In 1940, Sister Mary Emmanuel initiated the first Our Lady of Mount Carmel band. Sister Mary Paulette directed the band along with Mr. E. Jensen as band instructor. Band awards were won by Our Lady of Mount Carmel for the first time in Wyandotte, July 4, 1948. Prizes consisted of : first place for best music, for best drum major, for best drilled band, and tied with Theoedore Roosevelt High School (Wyandotte) for best dressed band. Prizes amounted to $225.00. In 1968, Mount Carmel's marching band ceased to exist, but the orchestra lingered on until 1971. The school also had a glee club for several years.

===Baseball===

“The Comets” took to baseball in 1942 when they played in the city recreation league. They took top awards by downing all opposition. Although they made a fine showing, baseball was discontinued the following season. After a three-year lapse, in 1945, the Comets took to the diamonds and under Rev. Father Wyrzykowski won one of their four games. The next season found Joe Piatek at the helm of a team that captured the West Side title. On June 6 they met St. Florian (Hamtramck) at Briggs Stadium and almost turned in the greatest upset of the season when a seventh inning rally fell short of the mark. The final score read: St. Florian 3, Mt. Carmel 1. With this game they closed the season. In 1947, the Comets set out to retain their title, but, as the season got under way, it was evident that they lost the spark that sent them forth the previous year.
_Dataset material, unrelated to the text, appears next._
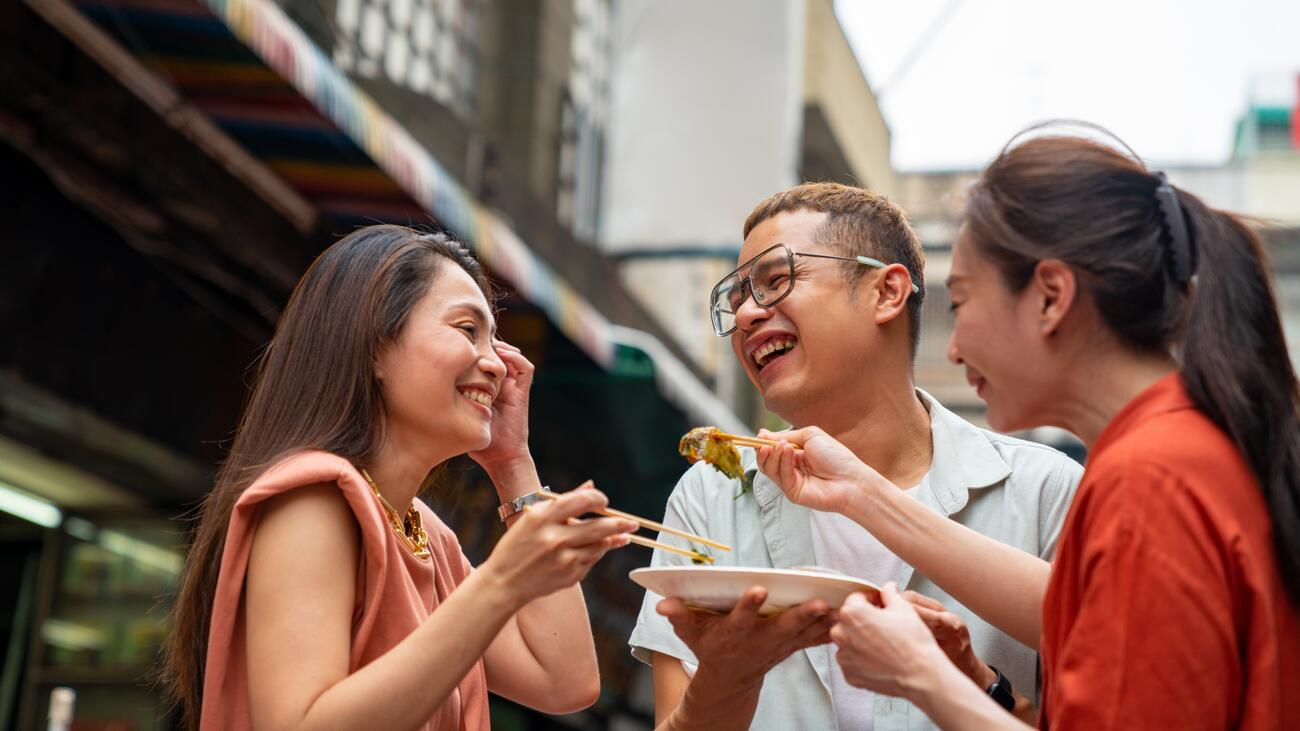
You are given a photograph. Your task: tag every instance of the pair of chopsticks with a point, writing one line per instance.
(662, 528)
(748, 441)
After the final tally was taken, the Comets were found in second place.

===Football===

Football was introduced into Our Lady of Mt. Carmel High School in 1945. The initial game was played on Sunday, September 30. That year the Comets were under the supervision of Roman Watkowski and Captain Henry Lojewski. Although they won only one of seven grid battles, they showed great promise. During this season, the Knights of Columbus donated a victory trophy which went to the victor of the annual Mt. Carmel – St. Patrick game. In 1946, Fr. Krych named Joe Piatek as coach and Roman Watkowski as his assistant. The Comets finished their season tied for third place by winning 5 and losing 2. A majority of returning letter winners were on hand when the Comets began practice for their third season of league play under the direction of Coach Piatek. A month later, the first league game was played which ended in a scoreless tie with Sacred Heart (Dearborn). Following this contest, there were two victories before the Comets were dropped by St. Patrick for the third straight year in the battle for the Knights of Columbus trophy. A layoff of one week followed, allowing time for the hurt Comets to lick their wounds. The remaining opposition seemed to be no match for Mt. Carmel as they rolled over all opponents finishing the season with possession of second place.

===Rowing===

In 1944, with a borrowed four shell and the hope of establishing a new era in Our Lady of Mt. Carmel's Athletic program, a trailblazing crew began practice with no established coach. This four doubled in 1945. That year the crew was coached by Ed Kalisiewicz, who was to become coach for three more years. Although no outstanding meets were won, that eight was the first Catholic High School Crew in the State of Michigan. In 1946, the first victory came on June 8. Later, they became Midwest Champions by winning four out of seven races. On May 24, 1947, Our Lady of Mt. Carmel entered a four in the National Scholastic Rowing Regatta held in Wyandotte and by winning that, they became the National Schoolboy Champs.